Facts Concerning the Pai Cow
The Pai Cow is a curious little cow that resides in the state of Oregon. It is known as the"Creek Cow" because of the brown, grassy colored leather found on the human body. There are a variety of stories surrounding the Pai but one of the most prevalent is that the Pai was supposedly saved by Native Americans from the clutches of the enemy tribe. This legend says that the Pai was being attacked by warriors of the Lakota tribe when they attacked and killed him. Some even feel that Pai was given as a present by them to avenge their attack on the Lakota.
Today the Pai Cow is still referred to by the Lakota language"Pai-man-tee." If this cow is called this way, it's said that the cow's spirit guides Native American tribes within their spiritual ceremonies. They think that the Pai has great abilities and is able to protect them from harm. The spirit guide gives them the strength to endure the testing of the times and to continue with the cultural traditions of the people. And since the Pai is such a powerful and respected figure, they believe he can help them in every way possible.

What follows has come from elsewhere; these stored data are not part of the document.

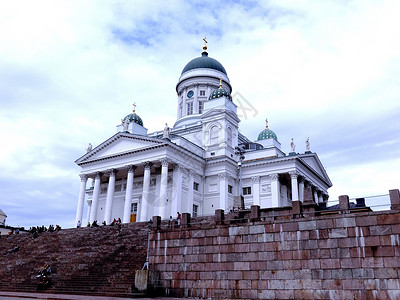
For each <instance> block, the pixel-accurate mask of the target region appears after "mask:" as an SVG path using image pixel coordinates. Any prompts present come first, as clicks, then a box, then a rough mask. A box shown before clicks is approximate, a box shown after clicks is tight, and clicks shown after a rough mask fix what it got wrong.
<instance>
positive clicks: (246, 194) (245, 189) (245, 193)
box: [243, 186, 251, 195]
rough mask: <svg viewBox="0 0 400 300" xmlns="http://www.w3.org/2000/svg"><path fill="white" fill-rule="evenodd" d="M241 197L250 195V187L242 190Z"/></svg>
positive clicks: (250, 188) (250, 186)
mask: <svg viewBox="0 0 400 300" xmlns="http://www.w3.org/2000/svg"><path fill="white" fill-rule="evenodd" d="M243 195H251V186H248V187H245V188H243Z"/></svg>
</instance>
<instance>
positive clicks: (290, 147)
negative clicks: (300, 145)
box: [290, 138, 296, 152]
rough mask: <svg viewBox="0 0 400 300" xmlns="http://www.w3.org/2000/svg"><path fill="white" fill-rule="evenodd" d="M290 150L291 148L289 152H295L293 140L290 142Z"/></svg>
mask: <svg viewBox="0 0 400 300" xmlns="http://www.w3.org/2000/svg"><path fill="white" fill-rule="evenodd" d="M290 148H291V152H295V151H296V145H295V144H294V140H293V138H292V141H291V142H290Z"/></svg>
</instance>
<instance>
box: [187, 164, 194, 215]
mask: <svg viewBox="0 0 400 300" xmlns="http://www.w3.org/2000/svg"><path fill="white" fill-rule="evenodd" d="M194 174H195V173H194V172H193V171H192V170H189V171H188V198H187V202H186V209H185V212H187V213H189V214H191V215H192V214H193V196H194V194H193V193H194V190H193V185H194Z"/></svg>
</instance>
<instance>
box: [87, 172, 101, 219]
mask: <svg viewBox="0 0 400 300" xmlns="http://www.w3.org/2000/svg"><path fill="white" fill-rule="evenodd" d="M101 175H102V174H101V173H100V172H97V173H96V177H95V179H94V189H93V199H92V208H91V210H90V220H89V222H90V223H93V221H97V207H98V205H99V196H100V181H101Z"/></svg>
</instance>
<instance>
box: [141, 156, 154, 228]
mask: <svg viewBox="0 0 400 300" xmlns="http://www.w3.org/2000/svg"><path fill="white" fill-rule="evenodd" d="M152 165H153V163H151V162H145V163H144V164H143V166H144V174H143V193H142V195H143V196H142V203H141V210H140V221H141V222H144V221H148V219H147V214H148V206H149V196H150V168H151V166H152Z"/></svg>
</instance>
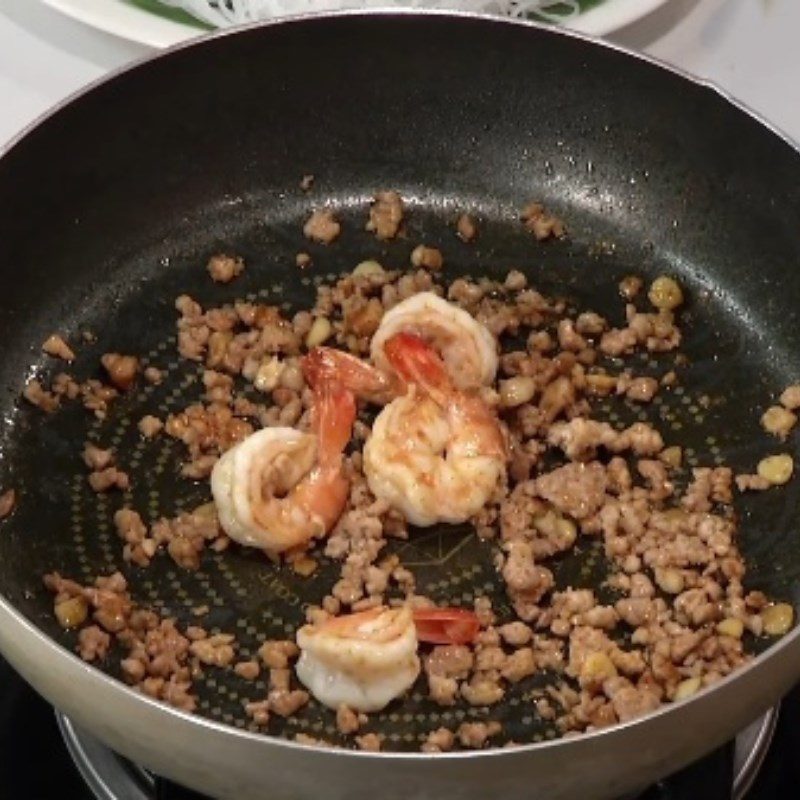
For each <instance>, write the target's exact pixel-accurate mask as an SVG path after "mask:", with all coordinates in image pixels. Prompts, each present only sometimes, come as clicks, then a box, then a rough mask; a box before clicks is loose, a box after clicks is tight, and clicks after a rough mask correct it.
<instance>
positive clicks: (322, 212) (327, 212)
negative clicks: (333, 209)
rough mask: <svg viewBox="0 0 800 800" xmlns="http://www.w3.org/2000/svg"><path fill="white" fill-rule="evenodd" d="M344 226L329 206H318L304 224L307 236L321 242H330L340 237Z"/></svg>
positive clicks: (316, 240)
mask: <svg viewBox="0 0 800 800" xmlns="http://www.w3.org/2000/svg"><path fill="white" fill-rule="evenodd" d="M341 230H342V226H341V225H340V224H339V222H338V221H337V220H336V217H335V216H334V214H333V211H331V210H330V209H329V208H318V209H317V210H316V211H315V212H314V213H313V214H312V215H311V216H310V217H309V218H308V221H307V222H306V224H305V225H304V226H303V233H304V234H305V236H306V238H308V239H313V240H314V241H315V242H319V243H320V244H330V243H331V242H332V241H334V240H335V239H337V238H338V236H339V234H340V233H341Z"/></svg>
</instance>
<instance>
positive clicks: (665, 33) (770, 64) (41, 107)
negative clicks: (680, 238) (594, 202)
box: [0, 0, 800, 143]
mask: <svg viewBox="0 0 800 800" xmlns="http://www.w3.org/2000/svg"><path fill="white" fill-rule="evenodd" d="M798 37H800V0H671V1H670V2H668V3H667V4H666V5H665V6H663V7H662V8H661V9H660V10H659V11H657V12H655V13H653V14H651V15H650V16H649V17H647V18H645V19H643V20H640V21H639V22H638V23H635V24H634V25H631V26H629V27H628V28H625V29H623V30H621V31H619V32H617V33H616V34H614V35H613V36H611V37H610V38H611V39H612V40H613V41H615V42H617V43H618V44H621V45H624V46H626V47H631V48H634V49H637V50H643V51H645V52H647V53H650V54H651V55H654V56H656V57H657V58H660V59H663V60H664V61H667V62H670V63H671V64H675V65H677V66H679V67H681V68H682V69H685V70H687V71H689V72H692V73H694V74H696V75H699V76H702V77H703V78H707V79H709V80H711V81H713V82H714V83H716V84H717V85H718V86H720V87H721V88H723V89H724V90H725V91H726V92H728V93H730V94H731V95H733V96H734V97H736V98H738V99H739V100H741V101H743V102H744V103H745V104H747V105H748V106H750V107H751V108H752V109H754V110H755V111H757V112H758V113H760V114H761V115H763V116H764V117H766V118H767V119H768V120H769V121H770V122H771V123H772V124H773V125H775V126H777V127H778V128H780V129H781V130H783V131H784V132H785V133H786V134H788V135H789V136H791V137H793V138H794V139H795V140H796V141H798V142H800V45H799V44H798ZM152 52H153V51H152V50H150V49H149V48H147V47H145V46H142V45H138V44H134V43H131V42H127V41H124V40H122V39H117V38H115V37H113V36H109V35H107V34H103V33H101V32H99V31H95V30H93V29H91V28H88V27H85V26H84V25H81V24H80V23H77V22H74V21H72V20H70V19H67V18H66V17H64V16H62V15H61V14H59V13H58V12H56V11H52V10H51V9H49V8H47V7H45V6H43V5H42V4H41V3H40V2H39V0H0V104H1V107H2V114H0V143H3V142H5V141H7V140H8V139H9V138H10V137H11V136H13V135H14V134H15V133H17V132H18V131H19V130H20V129H21V128H23V127H24V126H25V125H27V124H28V123H29V122H31V121H32V120H33V119H35V118H36V117H37V116H38V115H39V114H41V113H42V112H43V111H45V110H46V109H47V108H49V107H50V106H52V105H53V104H54V103H57V102H58V101H60V100H61V99H63V98H64V97H66V96H67V95H68V94H70V93H71V92H73V91H76V90H77V89H79V88H81V87H82V86H84V85H86V84H87V83H89V82H90V81H92V80H95V79H97V78H99V77H101V76H102V75H104V74H105V73H107V72H108V71H109V70H112V69H114V68H116V67H119V66H121V65H123V64H126V63H128V62H130V61H132V60H134V59H138V58H142V57H145V56H147V55H149V54H150V53H152Z"/></svg>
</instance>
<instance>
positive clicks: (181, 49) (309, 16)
mask: <svg viewBox="0 0 800 800" xmlns="http://www.w3.org/2000/svg"><path fill="white" fill-rule="evenodd" d="M398 16H402V17H434V18H440V19H456V20H466V21H472V22H482V23H487V24H494V25H498V26H515V27H519V28H531V29H534V30H538V31H540V32H542V33H544V34H545V35H553V36H563V37H567V38H570V39H575V40H578V41H579V42H582V43H583V44H588V45H590V46H595V47H600V48H605V49H608V50H611V51H612V52H615V53H619V54H621V55H624V56H628V57H631V58H633V59H636V60H638V61H641V62H644V63H645V64H647V65H650V66H654V67H656V68H658V69H661V70H665V71H667V72H669V73H671V74H673V75H675V76H676V77H677V78H679V79H682V80H685V81H688V82H689V83H691V84H693V85H695V86H698V87H700V88H703V89H706V90H710V91H711V92H713V93H714V94H715V95H716V96H717V97H718V98H719V99H721V100H722V101H723V102H726V103H728V104H730V105H731V106H733V107H734V108H735V109H737V110H738V111H740V112H743V113H744V114H745V115H746V116H748V117H750V118H751V119H752V120H753V121H754V122H756V123H757V124H759V125H760V126H761V127H763V128H765V129H766V130H767V131H768V132H770V133H771V134H773V135H774V136H776V137H777V138H778V139H780V140H781V141H782V142H784V143H785V144H786V145H787V146H788V147H789V148H791V150H793V151H794V153H795V154H796V155H797V156H800V142H797V141H795V140H794V139H792V138H791V137H790V136H789V135H788V134H786V133H785V132H784V131H783V130H781V129H780V128H779V127H778V126H777V125H775V124H774V123H772V122H770V121H769V120H767V119H766V118H765V117H764V116H762V115H761V114H760V113H759V112H757V111H755V110H754V109H752V108H750V107H749V106H748V105H746V104H745V103H743V102H742V101H740V100H739V99H737V98H735V97H733V96H732V95H731V94H730V93H729V92H728V91H726V90H724V89H722V88H721V87H720V86H718V85H717V84H715V83H714V82H713V81H710V80H708V79H704V78H700V77H698V76H696V75H693V74H692V73H689V72H687V71H686V70H683V69H681V68H680V67H676V66H674V65H672V64H669V63H667V62H665V61H663V60H661V59H658V58H656V57H654V56H651V55H647V54H644V53H640V52H637V51H634V50H631V49H629V48H626V47H624V46H621V45H618V44H616V43H611V42H607V41H605V40H602V39H599V38H598V37H594V36H591V35H588V34H584V33H580V32H577V31H572V30H567V29H563V28H554V27H552V26H548V25H545V24H542V23H538V22H533V21H530V20H521V19H511V18H502V17H497V16H493V15H489V14H482V13H476V12H468V11H448V10H442V9H411V8H406V9H403V8H394V7H380V8H372V9H344V10H340V11H332V12H313V13H306V14H297V15H292V16H287V17H283V18H280V19H275V20H267V21H261V22H255V23H250V24H247V25H242V26H237V27H236V28H233V29H225V30H220V31H217V32H214V33H211V34H208V35H205V36H200V37H197V38H194V39H190V40H188V41H185V42H180V43H178V44H176V45H173V46H171V47H169V48H167V49H165V50H162V51H158V52H156V53H152V54H149V55H147V56H144V57H142V58H138V59H135V60H133V61H132V62H129V63H128V64H125V65H123V66H121V67H118V68H116V69H114V70H112V71H110V72H109V73H107V74H106V75H103V76H101V77H100V78H98V79H96V80H93V81H91V82H90V83H89V84H87V85H86V86H84V87H82V88H80V89H78V90H76V91H75V92H72V93H71V94H69V95H68V96H67V97H65V98H64V99H63V100H61V101H60V102H59V103H57V104H56V105H55V106H53V107H52V108H50V109H48V110H47V111H45V112H44V113H42V114H41V115H39V116H38V117H37V118H36V119H34V120H33V121H32V122H31V123H29V124H28V125H26V126H25V127H24V128H22V129H21V130H20V131H19V132H18V133H17V134H16V135H15V136H13V137H12V138H11V139H10V140H9V141H8V142H7V143H6V144H5V145H3V146H2V147H0V159H3V158H5V157H6V156H8V155H9V154H10V153H11V152H12V151H13V150H14V149H15V148H16V147H17V146H18V145H19V144H21V143H22V141H23V140H24V139H25V138H26V137H27V136H28V135H29V134H31V133H32V132H33V131H35V130H37V129H38V128H40V127H43V126H44V125H45V124H46V123H47V122H48V121H49V120H50V119H51V118H52V117H56V116H57V115H58V114H59V113H61V112H62V111H63V110H65V109H66V108H68V107H69V106H71V105H72V104H73V103H77V102H79V101H80V100H81V99H82V98H83V97H84V96H88V95H90V94H92V93H93V92H94V91H95V90H97V89H100V88H101V87H103V86H105V85H106V84H107V83H112V82H113V81H115V80H117V79H118V78H121V77H123V76H124V75H126V74H127V73H128V72H132V71H135V70H137V69H139V68H140V67H144V66H146V65H148V64H150V63H151V62H154V61H156V60H159V59H164V58H170V57H171V56H172V55H173V54H176V53H180V52H183V51H184V50H187V49H189V48H195V47H203V46H205V43H206V42H209V41H211V42H213V41H214V40H217V39H221V38H224V37H229V36H237V35H247V34H248V33H251V32H253V31H255V30H257V29H261V28H268V27H269V28H271V27H276V26H283V25H297V24H304V23H312V22H319V23H323V22H325V21H326V20H336V19H340V18H344V19H349V18H356V19H358V18H386V17H398ZM4 615H5V617H6V619H7V621H8V622H9V623H10V624H11V625H14V626H16V629H17V633H23V634H24V635H26V636H31V637H33V638H34V639H36V640H37V641H38V643H39V645H40V646H43V647H44V648H45V649H46V650H47V651H48V653H49V657H51V658H53V659H56V660H60V661H61V662H62V663H69V664H71V665H72V666H71V669H80V670H84V671H88V672H90V673H91V674H92V676H93V677H94V678H95V679H99V680H100V681H101V682H102V684H103V685H104V686H105V687H106V689H108V690H109V691H111V692H114V693H115V694H117V696H119V697H124V698H126V699H127V700H129V701H132V702H138V703H141V702H144V703H145V704H146V705H147V706H148V707H150V708H151V710H153V711H155V712H158V713H161V714H167V715H169V716H170V717H171V718H173V719H174V720H175V721H176V722H179V723H181V724H184V725H189V726H191V727H201V728H205V729H207V730H208V731H209V732H214V733H216V734H222V735H224V736H227V737H228V738H235V739H238V740H243V741H247V742H250V743H251V744H253V745H254V746H259V747H268V746H279V747H287V748H290V749H292V750H297V751H299V752H316V753H324V754H326V755H327V754H330V753H331V752H333V753H335V754H336V755H337V756H347V757H353V758H358V759H364V760H372V759H380V760H382V761H394V760H397V761H400V762H407V761H408V762H418V761H420V760H425V761H432V760H435V761H448V762H449V761H461V760H463V759H470V760H472V759H476V758H478V759H481V760H484V759H489V758H492V759H496V758H501V757H503V756H505V757H510V756H512V755H514V756H519V755H523V754H526V753H531V752H537V753H538V752H547V751H549V750H551V749H552V748H559V747H564V746H567V745H575V744H576V743H578V742H580V743H582V744H585V746H587V747H590V746H591V744H592V742H594V741H596V740H597V739H598V738H599V737H607V736H609V735H614V734H618V733H619V734H621V733H622V732H623V731H628V732H630V731H633V730H635V729H637V728H639V727H647V726H649V725H651V724H653V721H654V720H656V719H662V718H664V717H666V716H667V715H673V714H679V713H680V707H681V706H684V705H685V704H686V701H682V702H679V703H669V704H666V705H662V706H660V707H659V708H658V709H657V710H656V711H653V712H651V713H649V714H647V715H645V716H643V717H639V718H637V719H633V720H630V721H628V722H624V723H617V724H616V725H613V726H611V727H610V728H603V729H598V730H594V731H590V732H587V733H583V734H581V735H580V736H579V737H575V738H568V739H564V738H558V739H555V740H550V741H543V742H531V743H527V744H519V745H516V746H515V747H513V748H503V747H495V748H491V749H487V750H477V751H458V752H445V753H422V752H397V751H385V752H369V751H361V750H347V749H337V750H334V751H331V750H330V748H326V747H322V746H320V745H316V744H305V743H301V742H296V741H293V740H290V739H285V738H283V737H281V736H273V735H270V734H268V733H255V732H251V731H248V730H242V729H239V728H237V727H235V726H233V725H226V724H224V723H221V722H217V721H215V720H212V719H209V718H208V717H204V716H200V715H198V714H191V713H189V712H186V711H181V710H180V709H177V708H174V707H173V706H170V705H167V704H165V703H162V702H159V701H157V700H154V699H152V698H150V697H148V696H145V695H143V694H141V693H139V692H137V691H135V690H134V689H133V688H132V687H130V686H127V685H126V684H124V683H123V682H122V681H120V680H119V679H117V678H114V677H113V676H111V675H109V674H108V673H106V672H104V671H102V670H100V669H98V668H97V667H94V666H93V665H91V664H87V663H86V662H84V661H82V660H81V659H80V658H79V657H78V656H77V655H76V654H75V653H73V652H71V651H70V650H69V649H68V648H67V647H65V646H63V645H62V644H60V643H59V642H57V641H56V640H55V639H53V638H51V637H50V636H48V635H47V634H46V633H44V631H42V630H41V629H40V628H38V627H37V626H36V625H35V624H34V623H33V622H32V621H31V620H29V619H28V618H27V617H26V616H25V615H24V614H22V613H21V612H20V611H18V610H17V609H16V608H15V607H14V606H13V604H12V603H11V602H10V601H9V600H8V599H7V598H6V596H5V595H4V594H2V593H0V618H1V617H2V616H4ZM798 639H800V624H799V625H797V626H796V627H795V628H794V630H793V631H791V632H790V633H789V634H787V635H786V636H784V637H783V638H782V639H781V640H780V641H778V642H776V643H775V644H773V645H771V646H770V647H769V648H768V649H767V650H765V651H764V652H762V653H760V654H759V655H757V656H756V657H755V658H753V660H752V661H750V662H749V663H748V664H747V665H745V666H744V667H741V668H740V669H737V670H736V671H735V672H733V673H731V674H729V675H727V676H726V677H724V678H723V679H721V680H720V681H718V682H717V683H715V684H714V685H712V686H711V687H708V688H707V689H704V690H703V691H702V692H700V693H698V694H697V695H695V696H694V697H692V698H690V699H689V701H688V702H689V703H690V704H691V703H696V702H698V701H702V700H704V699H707V698H710V697H711V696H713V695H714V694H719V693H721V692H723V691H725V689H726V687H728V686H730V685H731V684H732V683H734V682H736V681H740V680H742V679H743V678H744V676H746V675H748V674H750V673H751V672H752V671H753V670H754V669H756V668H758V667H759V666H760V665H761V663H762V662H763V661H765V660H767V659H771V658H773V657H775V656H777V655H778V654H779V653H781V652H783V651H784V650H787V649H789V648H790V647H792V646H793V645H795V643H796V641H797V640H798ZM795 646H796V645H795Z"/></svg>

Many Native Americans believe they came from the Flathead Indians. But because the Flathead weren't white in those days, many don't think so. He was probably a dairy farmer and likely lived on a farm near what is now called Kalispell, Montana. The Pai cow is named after him. The Pai people were in the southwestern United States by the beginning of the 1800's. They were also very influential in helping to establish the Indian colonies in the new Pacific Northwest.
The Pai cow is not like the usual cow we see. Its horns do not grow, but just come in times of extreme stress or when the need to warn or defend oneself is terrific. This is the reason the sound it makes is also called"war cry." Due to this trait, the Pai are frequently heard during violent storms, particularly when lightning is directed their way.
Oftentimes, the Pai's diet is rich in lard, but not necessarily. Because they eat as much fat, it's essential to be careful about the source. Their hide can also offer protection against disease. However, their flesh shouldn't be raw or scalding. It has to be cooked or baked to at least 95% humidity to kill parasites.
When the weather gets too hot, the Pai prefer to take a cool swim. They also like to dig holes in the sand and then jump into them. They also like to go for long walks around water. In the winter, they wrap up in blankets made from fur. When winter ends, they get back to their caves.
The Pai is quite protective of its territory, especially when it feels threatened. A warlord once attempted to corner the Pai and force them into his cave. This happened in Oregon. Countless starving Pai cow needed to die to maintain the warlord away. The tribespeople were so protective of their territory, that even now, if a tribeman sees a strange animal, he will call the police straight away. So, even though they are herbivores, they still need a healthy diet of grain products.
Even though the Pai cow is considered among the friendliest cattle in the world, it's extremely stubborn. If given just enough space, it is going to construct a 먹튀검증사이트 new den for itself. It eats mostly grasses, seeds, tubers, weeds, and cacti. Sometimes they're found on hillsides eating acorns. They are quite tough and survive for more than twenty five years or so.